What does that mean in Broward County, FL, where the tourism and restaurant industries are paramount?
There are over 45,000 jobs for the taking. Love Thy Neighbor gives homeless people the tools to succeed in these jobs. They forge relationships that prepare people to move from the streets to gainful employment and safe, productive lives.
How has the City of Fort Lauderdale responded?
With an ordinance onerous enough to make public sharing of food virtually impossible.
Now, I admit, I say this without having seen a printed copy of the ordinance. I exchanged a series of email messages with Mayor John “Jack” Seiler regarding the situation, and while he at first seemed genuinely interested in working with Mr. Abbott, my requests for a copy of the ordinance and my offer to provide whatever is necessary to bring Mr. Abbott’s public feedings into compliance with the ordinance were ignored. Personal communication was replaced by a form email, and I got the message: the homeless in Fort Lauderdale are supposed to interact only with the government for assistance, not with their fellow citizens.

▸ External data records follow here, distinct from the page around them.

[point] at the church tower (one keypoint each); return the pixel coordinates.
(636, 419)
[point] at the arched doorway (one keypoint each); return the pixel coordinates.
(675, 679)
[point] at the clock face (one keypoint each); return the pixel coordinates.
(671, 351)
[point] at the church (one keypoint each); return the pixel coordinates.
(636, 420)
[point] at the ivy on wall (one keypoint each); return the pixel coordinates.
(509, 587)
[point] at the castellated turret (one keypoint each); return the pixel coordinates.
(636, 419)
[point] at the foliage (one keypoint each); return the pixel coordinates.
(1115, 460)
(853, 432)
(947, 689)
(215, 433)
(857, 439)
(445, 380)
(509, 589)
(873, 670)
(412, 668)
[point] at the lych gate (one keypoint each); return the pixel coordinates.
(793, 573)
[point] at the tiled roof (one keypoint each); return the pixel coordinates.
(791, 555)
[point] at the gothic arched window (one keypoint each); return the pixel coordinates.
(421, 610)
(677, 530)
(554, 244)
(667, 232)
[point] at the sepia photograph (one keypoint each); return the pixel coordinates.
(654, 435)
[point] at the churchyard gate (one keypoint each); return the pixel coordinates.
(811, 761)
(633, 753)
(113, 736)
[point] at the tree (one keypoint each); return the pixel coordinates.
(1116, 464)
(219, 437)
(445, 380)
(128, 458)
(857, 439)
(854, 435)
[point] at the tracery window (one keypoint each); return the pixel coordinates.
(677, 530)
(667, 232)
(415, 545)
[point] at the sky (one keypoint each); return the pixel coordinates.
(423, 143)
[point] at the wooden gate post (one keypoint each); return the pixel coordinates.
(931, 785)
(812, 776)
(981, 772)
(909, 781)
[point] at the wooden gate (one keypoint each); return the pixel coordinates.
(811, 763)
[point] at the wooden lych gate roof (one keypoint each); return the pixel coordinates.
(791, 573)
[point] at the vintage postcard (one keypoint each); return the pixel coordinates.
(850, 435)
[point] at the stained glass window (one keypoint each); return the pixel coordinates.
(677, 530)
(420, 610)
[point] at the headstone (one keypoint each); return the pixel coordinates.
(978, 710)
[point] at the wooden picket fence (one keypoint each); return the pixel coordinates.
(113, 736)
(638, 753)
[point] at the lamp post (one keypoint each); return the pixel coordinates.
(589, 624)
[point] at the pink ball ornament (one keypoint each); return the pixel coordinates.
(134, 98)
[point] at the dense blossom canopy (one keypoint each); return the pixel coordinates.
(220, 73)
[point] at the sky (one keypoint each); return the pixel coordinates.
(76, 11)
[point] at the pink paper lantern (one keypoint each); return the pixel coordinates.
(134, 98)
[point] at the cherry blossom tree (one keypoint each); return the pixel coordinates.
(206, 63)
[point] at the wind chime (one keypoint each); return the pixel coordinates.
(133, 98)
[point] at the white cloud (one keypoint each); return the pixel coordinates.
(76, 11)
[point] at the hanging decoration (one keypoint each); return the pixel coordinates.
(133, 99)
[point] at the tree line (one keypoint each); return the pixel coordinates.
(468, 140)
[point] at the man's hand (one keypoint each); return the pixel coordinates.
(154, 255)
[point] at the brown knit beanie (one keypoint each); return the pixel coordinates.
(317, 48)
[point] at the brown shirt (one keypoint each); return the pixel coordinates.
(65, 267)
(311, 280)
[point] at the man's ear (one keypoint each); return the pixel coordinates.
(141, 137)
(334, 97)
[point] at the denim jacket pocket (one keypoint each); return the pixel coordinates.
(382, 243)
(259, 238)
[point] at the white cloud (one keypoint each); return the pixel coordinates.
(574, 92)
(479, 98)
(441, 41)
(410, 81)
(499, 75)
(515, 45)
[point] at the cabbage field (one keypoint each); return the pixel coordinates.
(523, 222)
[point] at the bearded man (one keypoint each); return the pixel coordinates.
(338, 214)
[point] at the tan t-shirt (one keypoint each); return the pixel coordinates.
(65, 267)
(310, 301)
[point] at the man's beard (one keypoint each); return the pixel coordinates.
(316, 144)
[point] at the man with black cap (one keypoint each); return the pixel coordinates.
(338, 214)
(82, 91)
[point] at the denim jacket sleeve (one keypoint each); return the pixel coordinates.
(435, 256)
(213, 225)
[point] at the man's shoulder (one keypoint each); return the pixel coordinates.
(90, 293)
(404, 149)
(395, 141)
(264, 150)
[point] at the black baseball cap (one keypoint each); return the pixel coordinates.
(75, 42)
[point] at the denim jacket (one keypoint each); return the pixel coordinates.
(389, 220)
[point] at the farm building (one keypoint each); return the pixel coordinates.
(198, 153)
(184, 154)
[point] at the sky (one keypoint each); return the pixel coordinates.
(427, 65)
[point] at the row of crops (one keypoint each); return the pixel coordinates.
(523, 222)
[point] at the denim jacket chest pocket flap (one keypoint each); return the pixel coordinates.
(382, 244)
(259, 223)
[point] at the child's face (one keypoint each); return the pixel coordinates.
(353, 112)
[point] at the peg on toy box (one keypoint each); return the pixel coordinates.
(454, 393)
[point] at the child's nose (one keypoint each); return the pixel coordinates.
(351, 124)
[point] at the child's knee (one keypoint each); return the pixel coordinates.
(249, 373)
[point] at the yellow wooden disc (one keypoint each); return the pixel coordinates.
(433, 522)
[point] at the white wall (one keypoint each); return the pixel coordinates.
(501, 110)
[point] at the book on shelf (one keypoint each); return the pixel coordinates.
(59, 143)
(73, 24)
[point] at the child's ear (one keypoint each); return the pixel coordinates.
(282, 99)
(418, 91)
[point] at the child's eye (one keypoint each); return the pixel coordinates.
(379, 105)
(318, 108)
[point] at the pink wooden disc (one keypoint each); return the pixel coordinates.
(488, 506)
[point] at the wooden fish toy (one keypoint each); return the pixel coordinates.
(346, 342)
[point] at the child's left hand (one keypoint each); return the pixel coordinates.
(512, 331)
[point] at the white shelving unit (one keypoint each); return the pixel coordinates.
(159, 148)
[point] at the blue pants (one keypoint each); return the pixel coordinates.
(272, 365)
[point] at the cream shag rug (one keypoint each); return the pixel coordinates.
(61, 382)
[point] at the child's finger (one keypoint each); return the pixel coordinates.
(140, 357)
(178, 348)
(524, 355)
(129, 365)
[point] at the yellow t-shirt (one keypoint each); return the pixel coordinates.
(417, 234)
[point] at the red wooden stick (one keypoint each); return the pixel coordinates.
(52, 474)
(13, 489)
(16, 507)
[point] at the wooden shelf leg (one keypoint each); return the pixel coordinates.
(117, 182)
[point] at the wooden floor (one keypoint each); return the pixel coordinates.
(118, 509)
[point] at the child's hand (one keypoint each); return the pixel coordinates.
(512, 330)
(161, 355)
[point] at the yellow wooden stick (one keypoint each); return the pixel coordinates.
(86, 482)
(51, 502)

This is where I get cranky as all hell.
There is a clear shortfall in the services the City of Fort Lauderdale is providing to the homeless. If they’re doing such a great job, how are there so dang many people for Mr. Abbott and his volunteers to feed? And why can’t the city pitch in and help so there are none of the public safety issues with which Mayor Seiler seems so concerned?
Look, I’m a Miami native and I understand that the sheer number of homeless people in this area has caused problems. The homeless migrate to warmer climates so they won’t freeze to death. And yes, some of them are criminal and/or mentally ill. There are some ugly reasons people end up without a roof over their heads. Also, if you feed them, they stick around.
But these are not seagulls we’re talking about - they’re human beings. If you choose not to help them, fine. But Mr. Abbott is doing a selfless thing from the heart, and he’s doing it well. It’s wrong that his personal liberty and well-being should be compromised as a result.
My belief is that, in the United States of America, if one feels compelled by conscience or religious conviction to provide aid to others, his freedom to do so should be protected. Mr. Abbott has successfully sued the city once before, securing the right to feed the homeless on Fort Lauderdale Beach, and he’s determined to do so again.
That he is even in this position at age 90 is wrong.